刘大红站在灶房门口,手里还拿着锅铲,她看着那间屋,看了好一会儿,转身回去继续搅粥。
那天王家的烟囱还是冒烟的。
死了的人死了,活着的人还得活。
王老爹蹲在檐下,嘬着空烟杆,望着那间空了十七天的屋子。
门虚掩着,里头黑洞洞的,什么也看不见。
窗纸破了个洞,也没人补。
他有时候会恍惚,觉得王老娘还在里头,坐在炕沿上,凑着窗户那点光,一针一针地缝着什么。
缝一会儿,停下来,把针在头发上篦一篦,再接着缝。
听见他咳嗽,她会抬起头,说一句,又抽你那破烟,呛死个人。
现在没人说了。
他把烟杆从嘴里拿出来,看了看,又塞回去。
下河村死了十七口,绝户的都有。
他们家只死了一个。
还没花钱,村里多的是买了药草还是没治好的人,一副副药灌下去,人还是没了,钱也白花了。
这样说起来,他家还算好的。
他这么想着,心里头那点堵着的劲儿,好像松快了些。
省下的药钱,够再买许多粮食,够吃好些日子。
他没算错这个账....
-
脚步声从院门口传来。
王老爹抬起头,看见刘大红走进来。
“周府没人。”
刘大红声音平平的,早上出门时那股子火气已经因为长途跋涉冲淡了许多。
每回找王老爹要钱,王老爹就总说要问问珍丫头的意思,今个儿已经是刘大红去周府找王巧珍的第三次了。
“什么?”
“我说周府没人。”
“大门还关着,锁得严严实实的,我敲了半晌都没人应,旁边铺子的人说,大老爷一家子早走了,走了快两个多月了。”
“走了?去哪儿了?”
“我怎么知道去哪儿了?说是一有时气就走了,带着一家老小,赶着马车,去外面躲时疫了。”
刘大红看着他,眼神里没什么温度。
“你那好闺女,是个享福的,一有时气人家大老爷就给带走了,吃香喝辣,不用跟我们一样在村子里等死。

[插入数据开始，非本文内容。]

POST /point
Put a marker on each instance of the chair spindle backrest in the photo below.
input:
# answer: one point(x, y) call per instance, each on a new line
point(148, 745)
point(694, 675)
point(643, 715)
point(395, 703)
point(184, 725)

”
王老爹不吭声。
刘大红接着说,
“爹,我都去了三回了,那十八两银子,能动了吗?”
“....”
“再等等。”
“还在等什么?周府人都走了,门锁着,你等到啥时候去?”
“等珍丫头回来。”
刘大红笑了。
“她娘死了她都不回来,连个头七都不回来,人家过了好日子,想不起你们了,还回来做什么?”
王老爹又沉默。
“爹。”
刘大红往前走了一步,声音硬起来。
“那万一她要是不回来呢?万一人家大老爷在外头置了宅子,不回来了呢?
那十八两银子,你就这么干等着,捂在你怀里生蛆吗?!”
这时王大牛从院门外进来的时候,正好听见最后那句话。
“大红!”
他几步跨过来,嗓门里头带着火气,
“你咋跟爹说话呢?”
刘大红转过头看着他。
“我咋说话?”
刘大红的声音尖起来,
“你问问你爹我咋说话!我去了三趟了!三趟!腿都跑细了,人家周府连个人毛都没有,他还要我等,等那个不回来的死丫头!”
“大红!”
王大牛上前一步,一把抓住她的胳膊,
“你嘴上积点德行不行?那是我妹子!”
“你妹子?我呸!”
刘大红甩开他的手,笑了。
那笑声刺耳得很,惊得墙头上的麻雀扑棱棱飞起来。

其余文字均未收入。